See also, Basic Notations and Principles.
Data Mining.
StatSoft defines data mining as an analytic process designed to explore large amounts of (typically business or market related) data in search for consistent patterns and/or systematic relationships between variables, and then to validate the findings by applying the detected patterns to new subsets of data.
Data mining uses many of the principles and techniques traditionally referred to as Exploratory Data Analysis (EDA). For more information, see Data Mining.
Data Preparation Phase.
In Data Mining, the input data are often "noisy," containing many errors, and sometimes information in unstructured form (e.g., in Text Mining). For example, suppose you wanted to analyze a large database of information collected on-line via the web, based on voluntary responses of persons reviewing your web site (e.g., potential customers of a web-based retailer, who filled out suggestion forms). In those instances it is very important to first verify and "clean" the data in a data preparation phase, before applying any analytic procedures. For example, some individuals might enter clearly faulty information (e.g., age = 300), either by mistake or intentionally. If those types of data errors are not detected prior to the analysis phase of the data mining project, they can greatly bias the result, and potentially cause unjustified conclusions. Typically, during the data preparation phase, the data analyst applies "filters" to the data, to verify correct data ranges, and to delete impossible co-occurrences of values (e.g., Age=5; Retired=Yes).

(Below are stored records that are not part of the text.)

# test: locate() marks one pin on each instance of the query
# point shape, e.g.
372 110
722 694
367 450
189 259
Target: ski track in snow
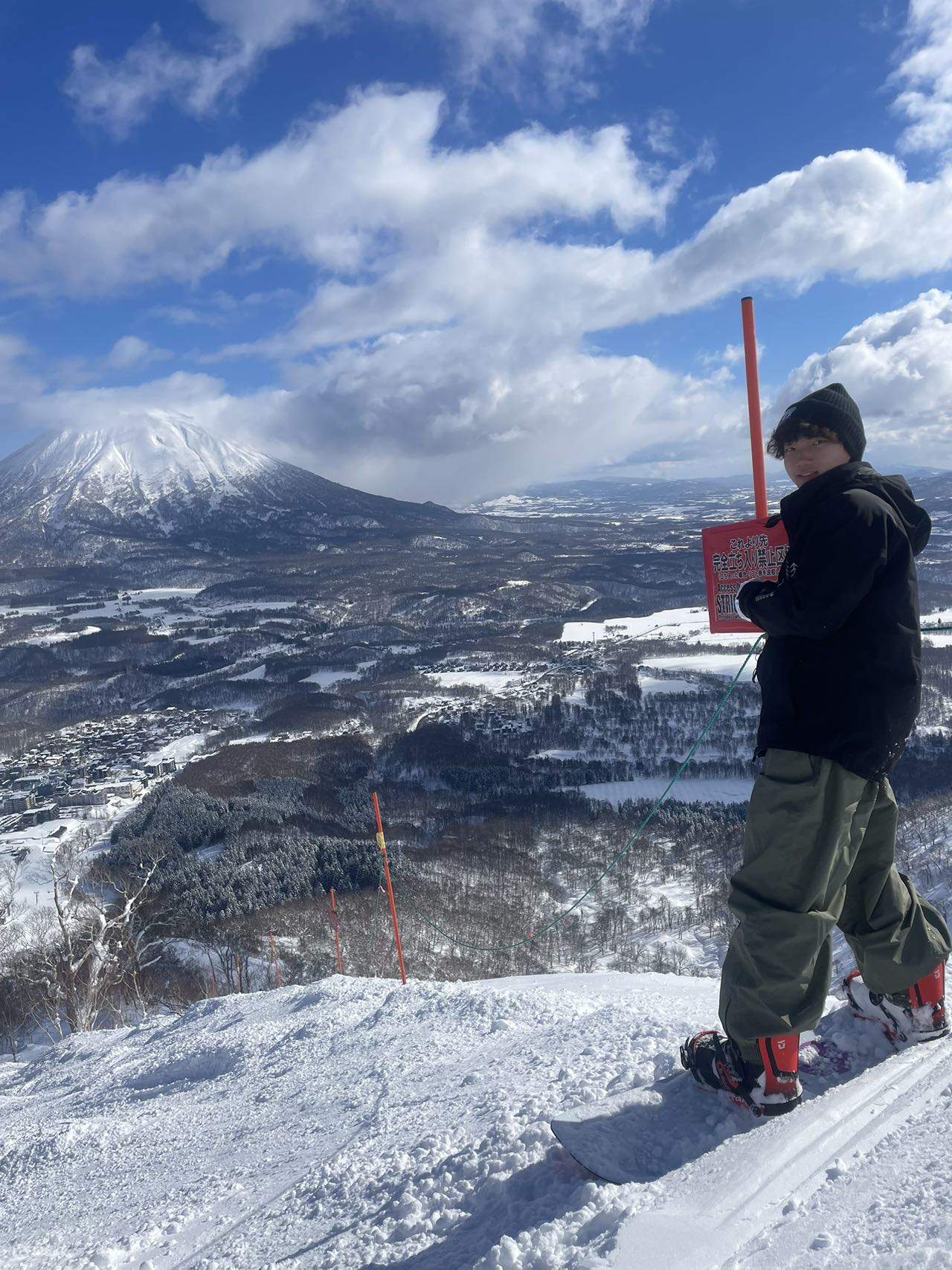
353 1124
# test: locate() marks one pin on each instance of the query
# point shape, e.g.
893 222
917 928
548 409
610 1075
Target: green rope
626 849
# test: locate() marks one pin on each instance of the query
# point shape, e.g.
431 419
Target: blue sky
445 248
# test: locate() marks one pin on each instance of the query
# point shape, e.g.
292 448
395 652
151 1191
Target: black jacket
840 671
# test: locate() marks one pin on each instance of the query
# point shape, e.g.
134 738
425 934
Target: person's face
813 456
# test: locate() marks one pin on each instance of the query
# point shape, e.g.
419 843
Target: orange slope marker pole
335 923
382 846
757 434
274 959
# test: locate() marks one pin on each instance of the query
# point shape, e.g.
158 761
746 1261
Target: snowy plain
355 1123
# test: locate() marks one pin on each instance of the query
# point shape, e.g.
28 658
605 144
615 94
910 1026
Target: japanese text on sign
750 555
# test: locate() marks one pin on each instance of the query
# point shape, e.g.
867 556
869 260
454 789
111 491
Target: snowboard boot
765 1088
907 1018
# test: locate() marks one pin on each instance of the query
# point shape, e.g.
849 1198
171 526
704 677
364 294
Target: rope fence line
560 917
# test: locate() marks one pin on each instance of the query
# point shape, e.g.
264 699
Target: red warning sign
734 554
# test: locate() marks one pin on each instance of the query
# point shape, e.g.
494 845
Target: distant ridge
94 496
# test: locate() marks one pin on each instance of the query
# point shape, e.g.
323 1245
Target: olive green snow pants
819 853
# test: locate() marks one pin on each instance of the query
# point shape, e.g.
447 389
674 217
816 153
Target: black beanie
835 409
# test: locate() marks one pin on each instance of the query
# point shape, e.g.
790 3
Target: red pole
335 923
274 959
757 436
382 845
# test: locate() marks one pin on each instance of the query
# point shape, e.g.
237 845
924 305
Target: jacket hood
861 475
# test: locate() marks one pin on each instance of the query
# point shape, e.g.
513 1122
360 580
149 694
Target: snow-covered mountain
356 1123
99 494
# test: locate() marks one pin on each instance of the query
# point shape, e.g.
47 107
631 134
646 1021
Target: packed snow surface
355 1124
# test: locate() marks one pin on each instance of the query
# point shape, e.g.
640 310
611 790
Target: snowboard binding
768 1088
907 1018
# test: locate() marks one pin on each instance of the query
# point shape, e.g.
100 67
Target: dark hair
792 429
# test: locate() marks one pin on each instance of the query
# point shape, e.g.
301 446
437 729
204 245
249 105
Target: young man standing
840 684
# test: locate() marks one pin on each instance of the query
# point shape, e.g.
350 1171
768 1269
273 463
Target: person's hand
750 582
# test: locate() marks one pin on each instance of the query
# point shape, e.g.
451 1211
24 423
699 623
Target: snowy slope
356 1123
161 481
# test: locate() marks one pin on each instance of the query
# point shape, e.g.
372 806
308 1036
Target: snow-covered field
493 681
679 623
355 1124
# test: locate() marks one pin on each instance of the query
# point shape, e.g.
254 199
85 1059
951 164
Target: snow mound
356 1123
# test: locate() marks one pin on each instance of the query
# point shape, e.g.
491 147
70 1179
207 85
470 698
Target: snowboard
648 1132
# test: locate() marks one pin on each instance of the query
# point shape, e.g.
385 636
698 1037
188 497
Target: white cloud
17 381
926 71
898 366
442 420
492 37
350 192
120 94
131 350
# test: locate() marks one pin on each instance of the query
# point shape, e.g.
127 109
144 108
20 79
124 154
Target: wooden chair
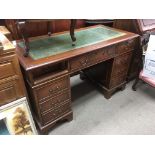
21 25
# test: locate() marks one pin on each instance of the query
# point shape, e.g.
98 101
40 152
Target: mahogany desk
102 54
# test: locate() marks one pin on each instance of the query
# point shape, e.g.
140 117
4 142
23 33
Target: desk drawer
56 113
55 101
115 81
49 89
9 92
8 66
92 58
121 65
125 46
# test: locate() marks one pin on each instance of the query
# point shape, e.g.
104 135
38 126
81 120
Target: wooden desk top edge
7 45
28 63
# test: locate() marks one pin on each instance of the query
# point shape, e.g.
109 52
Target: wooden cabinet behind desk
35 29
142 27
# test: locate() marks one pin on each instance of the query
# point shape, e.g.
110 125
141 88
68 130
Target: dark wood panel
41 28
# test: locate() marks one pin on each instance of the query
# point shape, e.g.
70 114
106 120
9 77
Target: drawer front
49 89
9 92
125 46
56 113
8 66
121 65
115 81
54 102
89 59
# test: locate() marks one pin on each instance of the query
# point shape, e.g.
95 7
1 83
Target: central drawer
49 89
86 60
125 46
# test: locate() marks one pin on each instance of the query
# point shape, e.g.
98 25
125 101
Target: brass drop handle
84 62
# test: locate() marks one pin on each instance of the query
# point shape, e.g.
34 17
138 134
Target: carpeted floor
127 112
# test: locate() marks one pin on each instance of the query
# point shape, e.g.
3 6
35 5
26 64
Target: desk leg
72 28
22 29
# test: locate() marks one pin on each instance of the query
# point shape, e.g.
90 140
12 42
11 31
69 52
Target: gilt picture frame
17 117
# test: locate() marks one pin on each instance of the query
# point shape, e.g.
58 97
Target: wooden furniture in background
48 79
35 29
6 32
22 28
11 81
106 22
143 27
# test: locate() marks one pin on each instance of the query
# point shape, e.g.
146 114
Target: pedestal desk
101 54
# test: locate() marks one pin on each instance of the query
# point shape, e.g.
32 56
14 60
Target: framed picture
16 119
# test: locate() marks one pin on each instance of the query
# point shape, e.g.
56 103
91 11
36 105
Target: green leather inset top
53 45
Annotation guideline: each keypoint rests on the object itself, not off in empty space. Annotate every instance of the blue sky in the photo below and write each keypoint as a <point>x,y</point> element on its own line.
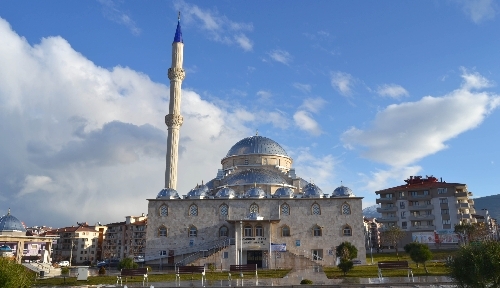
<point>364,93</point>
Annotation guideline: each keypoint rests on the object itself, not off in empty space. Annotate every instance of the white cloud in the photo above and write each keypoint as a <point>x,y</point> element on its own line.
<point>305,122</point>
<point>91,135</point>
<point>313,104</point>
<point>113,13</point>
<point>219,28</point>
<point>264,95</point>
<point>343,82</point>
<point>392,90</point>
<point>306,88</point>
<point>281,56</point>
<point>479,10</point>
<point>405,133</point>
<point>319,170</point>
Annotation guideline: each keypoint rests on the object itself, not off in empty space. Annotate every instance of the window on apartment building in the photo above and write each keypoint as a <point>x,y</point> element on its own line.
<point>254,208</point>
<point>224,210</point>
<point>285,209</point>
<point>162,232</point>
<point>347,231</point>
<point>346,209</point>
<point>259,231</point>
<point>193,232</point>
<point>163,210</point>
<point>317,231</point>
<point>247,230</point>
<point>193,210</point>
<point>316,210</point>
<point>223,231</point>
<point>285,231</point>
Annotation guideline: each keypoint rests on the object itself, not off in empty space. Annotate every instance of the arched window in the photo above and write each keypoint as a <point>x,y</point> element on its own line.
<point>346,209</point>
<point>254,208</point>
<point>162,231</point>
<point>285,209</point>
<point>163,210</point>
<point>193,210</point>
<point>223,231</point>
<point>285,231</point>
<point>259,231</point>
<point>315,209</point>
<point>347,231</point>
<point>193,232</point>
<point>317,231</point>
<point>248,231</point>
<point>224,210</point>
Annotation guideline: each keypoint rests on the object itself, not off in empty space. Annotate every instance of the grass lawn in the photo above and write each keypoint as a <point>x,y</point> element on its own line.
<point>211,276</point>
<point>370,271</point>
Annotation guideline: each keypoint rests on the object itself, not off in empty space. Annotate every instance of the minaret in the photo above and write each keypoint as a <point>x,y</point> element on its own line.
<point>174,119</point>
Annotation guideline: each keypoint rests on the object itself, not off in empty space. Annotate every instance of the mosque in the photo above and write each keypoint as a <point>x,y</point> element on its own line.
<point>255,211</point>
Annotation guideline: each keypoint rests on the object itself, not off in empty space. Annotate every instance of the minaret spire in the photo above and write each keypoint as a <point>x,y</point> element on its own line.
<point>174,120</point>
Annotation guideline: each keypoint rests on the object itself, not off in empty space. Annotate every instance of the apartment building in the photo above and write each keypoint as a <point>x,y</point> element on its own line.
<point>427,209</point>
<point>77,244</point>
<point>124,239</point>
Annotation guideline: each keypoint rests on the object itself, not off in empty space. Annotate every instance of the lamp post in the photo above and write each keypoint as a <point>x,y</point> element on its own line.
<point>241,245</point>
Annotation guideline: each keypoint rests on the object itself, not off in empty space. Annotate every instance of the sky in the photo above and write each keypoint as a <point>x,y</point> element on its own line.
<point>359,93</point>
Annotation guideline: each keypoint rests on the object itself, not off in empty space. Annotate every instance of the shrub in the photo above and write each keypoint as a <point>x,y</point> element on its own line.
<point>127,263</point>
<point>306,282</point>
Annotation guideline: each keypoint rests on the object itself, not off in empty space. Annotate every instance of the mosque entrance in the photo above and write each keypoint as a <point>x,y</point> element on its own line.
<point>254,257</point>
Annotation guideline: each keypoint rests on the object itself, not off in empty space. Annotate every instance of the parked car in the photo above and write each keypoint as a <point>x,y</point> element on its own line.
<point>63,264</point>
<point>108,263</point>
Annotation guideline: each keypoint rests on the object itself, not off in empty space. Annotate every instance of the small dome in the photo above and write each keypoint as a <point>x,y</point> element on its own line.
<point>343,191</point>
<point>312,191</point>
<point>284,192</point>
<point>256,145</point>
<point>168,193</point>
<point>199,192</point>
<point>255,192</point>
<point>225,192</point>
<point>254,216</point>
<point>5,248</point>
<point>9,223</point>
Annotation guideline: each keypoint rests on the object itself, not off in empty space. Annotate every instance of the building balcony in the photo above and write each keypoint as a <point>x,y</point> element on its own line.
<point>423,228</point>
<point>420,207</point>
<point>463,205</point>
<point>422,217</point>
<point>385,200</point>
<point>419,197</point>
<point>387,209</point>
<point>388,219</point>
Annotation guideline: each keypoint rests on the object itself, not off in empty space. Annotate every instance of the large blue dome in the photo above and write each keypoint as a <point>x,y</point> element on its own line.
<point>9,223</point>
<point>255,176</point>
<point>256,145</point>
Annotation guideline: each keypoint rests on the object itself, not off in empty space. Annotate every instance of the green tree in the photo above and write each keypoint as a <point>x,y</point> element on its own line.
<point>127,263</point>
<point>351,249</point>
<point>420,253</point>
<point>392,236</point>
<point>13,275</point>
<point>476,266</point>
<point>346,251</point>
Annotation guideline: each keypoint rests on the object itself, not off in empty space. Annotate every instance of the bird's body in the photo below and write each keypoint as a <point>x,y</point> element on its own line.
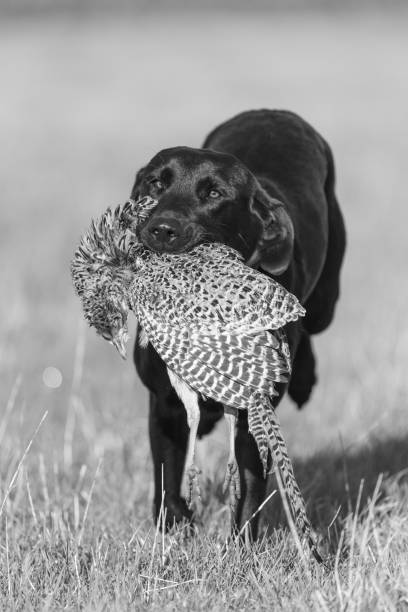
<point>216,323</point>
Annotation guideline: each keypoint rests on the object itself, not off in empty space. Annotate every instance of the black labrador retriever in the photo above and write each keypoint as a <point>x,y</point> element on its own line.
<point>263,183</point>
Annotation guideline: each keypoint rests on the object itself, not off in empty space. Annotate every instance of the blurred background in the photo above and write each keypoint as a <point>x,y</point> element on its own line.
<point>90,92</point>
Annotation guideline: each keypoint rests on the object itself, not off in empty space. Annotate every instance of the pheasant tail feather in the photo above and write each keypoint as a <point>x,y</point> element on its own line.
<point>264,426</point>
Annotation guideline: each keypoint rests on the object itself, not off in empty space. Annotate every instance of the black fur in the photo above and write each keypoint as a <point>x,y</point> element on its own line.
<point>275,178</point>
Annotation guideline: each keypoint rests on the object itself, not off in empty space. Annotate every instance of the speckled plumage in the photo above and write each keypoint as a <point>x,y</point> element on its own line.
<point>216,323</point>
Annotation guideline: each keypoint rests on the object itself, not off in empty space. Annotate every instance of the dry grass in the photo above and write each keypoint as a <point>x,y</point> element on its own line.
<point>85,103</point>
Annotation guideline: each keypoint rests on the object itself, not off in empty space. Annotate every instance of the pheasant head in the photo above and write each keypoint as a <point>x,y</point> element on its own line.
<point>103,268</point>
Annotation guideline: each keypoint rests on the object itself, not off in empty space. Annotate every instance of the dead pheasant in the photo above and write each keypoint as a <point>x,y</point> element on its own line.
<point>216,323</point>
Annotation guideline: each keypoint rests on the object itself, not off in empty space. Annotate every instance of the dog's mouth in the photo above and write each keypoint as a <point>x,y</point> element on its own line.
<point>180,242</point>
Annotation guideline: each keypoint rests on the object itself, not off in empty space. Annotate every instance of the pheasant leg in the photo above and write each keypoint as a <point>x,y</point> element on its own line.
<point>192,471</point>
<point>232,479</point>
<point>190,401</point>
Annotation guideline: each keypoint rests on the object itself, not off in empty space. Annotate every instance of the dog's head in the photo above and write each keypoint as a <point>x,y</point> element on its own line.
<point>208,196</point>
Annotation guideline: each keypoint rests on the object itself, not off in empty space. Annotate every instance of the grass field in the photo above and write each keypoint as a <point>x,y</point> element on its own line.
<point>86,102</point>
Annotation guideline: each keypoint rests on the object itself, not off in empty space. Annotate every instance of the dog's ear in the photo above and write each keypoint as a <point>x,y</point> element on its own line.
<point>275,244</point>
<point>135,193</point>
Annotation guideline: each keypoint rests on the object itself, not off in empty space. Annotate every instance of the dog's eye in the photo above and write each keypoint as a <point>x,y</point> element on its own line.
<point>214,194</point>
<point>157,184</point>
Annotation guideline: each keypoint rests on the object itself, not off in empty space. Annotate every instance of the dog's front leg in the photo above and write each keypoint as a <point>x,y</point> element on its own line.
<point>168,431</point>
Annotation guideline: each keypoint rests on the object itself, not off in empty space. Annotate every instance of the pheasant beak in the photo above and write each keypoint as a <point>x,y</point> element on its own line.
<point>119,342</point>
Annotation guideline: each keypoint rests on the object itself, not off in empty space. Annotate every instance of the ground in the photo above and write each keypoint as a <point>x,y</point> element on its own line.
<point>85,102</point>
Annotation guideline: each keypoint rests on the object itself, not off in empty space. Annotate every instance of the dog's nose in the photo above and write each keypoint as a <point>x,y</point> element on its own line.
<point>164,232</point>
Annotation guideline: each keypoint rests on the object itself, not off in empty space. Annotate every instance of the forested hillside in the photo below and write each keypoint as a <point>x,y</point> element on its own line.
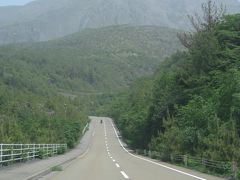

Data Reduction. The term Data Reduction is used in two distinctively different meanings:
Data Reduction by decreasing the dimensionality (exploratory multivariate statistics). This interpretation of the term Data Reduction pertains to analytic methods (typically multivariate exploratory techniques such as Factor Analysis, Multidimensional Scaling, Cluster Analysis, Canonical Correlation, or Neural Networks) that involve reducing the dimensionality of a data set by extracting a number of underlying factors, dimensions, clusters, etc., that can account for the variability in the (multidimensional) data set. For example, in poorly designed questionnaires, all responses provided by the participants on a large number of variables (scales, questions, or dimensions) could be explained by a very limited number of "trivial" or artifactual factors. For example, two such underlying factors could be: (1) the respondent's attitude towards the study (positive or negative) and (2) the "social desirability" factor (a response bias representing a tendency to respond in a socially desirable manner).
Data Reduction by unbiased decreasing of the sample size (exploratory graphics). This type of Data Reduction is applied in exploratory graphical data analysis of extremely large data sets. The size of the data set can obscure an existing pattern (especially in large line graphs or scatterplots) due to the density of markers or lines. Then, it can be useful to plot only a representative subset of the data (so that the pattern is not hidden by the number of point markers) to reveal the otherwise obscured but still reliable pattern. For an animated illustration, see the Data Reduction section of the Selected Topics in Graphical Analytic Techniques chapter.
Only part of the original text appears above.